Strawman: Change the Ubuntu Release Cycle

Evan eapache at
Sun Dec 30 23:59:16 UTC 2007

This is a strawman, so feel free to rip it apart.

While I generally like the current Ubuntu release cycle, I find it has a few

   - Forcing LTS users to make do with software that is 2 or 3 major
   versions out-of-date is just wrong. I understand that the focus is on stable
   software rather than cutting-edge, but some of the stuff in 6.06 is
   just plain obsolete, forcing people to upgrade to a non-LTS to get programs
   that do what they need.
   - I find that the 6 months between major releases is just a touch too
   short for the developers to make significant changes *and* do a proper
   test cycle.
   - Their are no 'service pack cds' meaning that any bug which makes it
   into the final release stays there forever. This has led to what is
   basically a never-ending early adopters penalty.

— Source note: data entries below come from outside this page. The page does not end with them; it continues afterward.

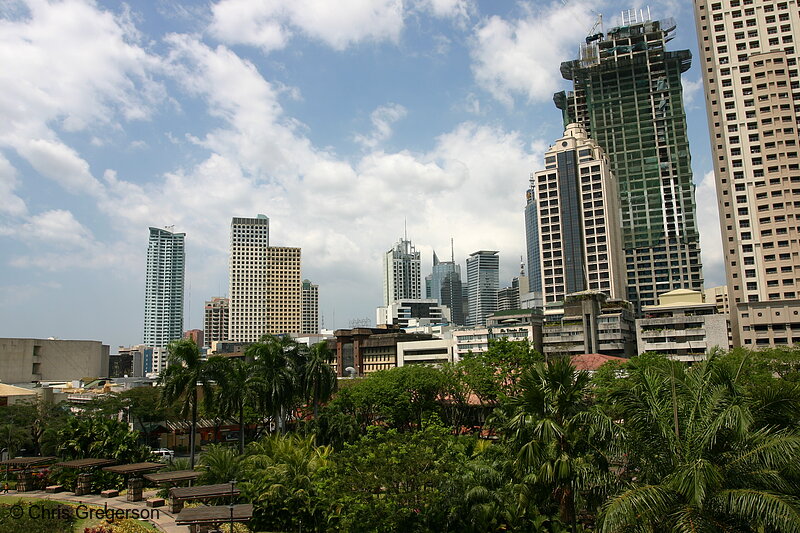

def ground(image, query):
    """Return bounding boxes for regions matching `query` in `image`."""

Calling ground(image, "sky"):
[0,0,724,353]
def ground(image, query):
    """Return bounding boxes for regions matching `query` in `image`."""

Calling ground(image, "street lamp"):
[228,479,236,533]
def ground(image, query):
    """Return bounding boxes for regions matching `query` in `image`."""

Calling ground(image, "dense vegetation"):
[0,338,800,532]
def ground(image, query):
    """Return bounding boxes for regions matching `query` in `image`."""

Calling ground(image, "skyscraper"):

Here's my proposal. While it isn't perfect, I think it fixes the issues
mentioned above.

   - Every six months, coinciding with the current releases, put out a
   'service pack' for the current LTS. This service pack will include:
   - All normal updates previously released.
      - A selective upstream merge. Core, (and breakable) components
      such as X and the kernel remain unchanged, but normal apps
(especially ones
      that are 'user-visible' such as Firefox) get updated.
      - A new cd image with all of the above changes.
   - More features, less testing for non-LTS releases and vice-versa.
   - Add a note that the non-LTS are 'stable for everyday use except
   where 100% uptime is required' or something along those lines.

While my suggestion does solve the problems I mentioned, I'm sure it
introduces other that I haven't noticed. Just my two cents.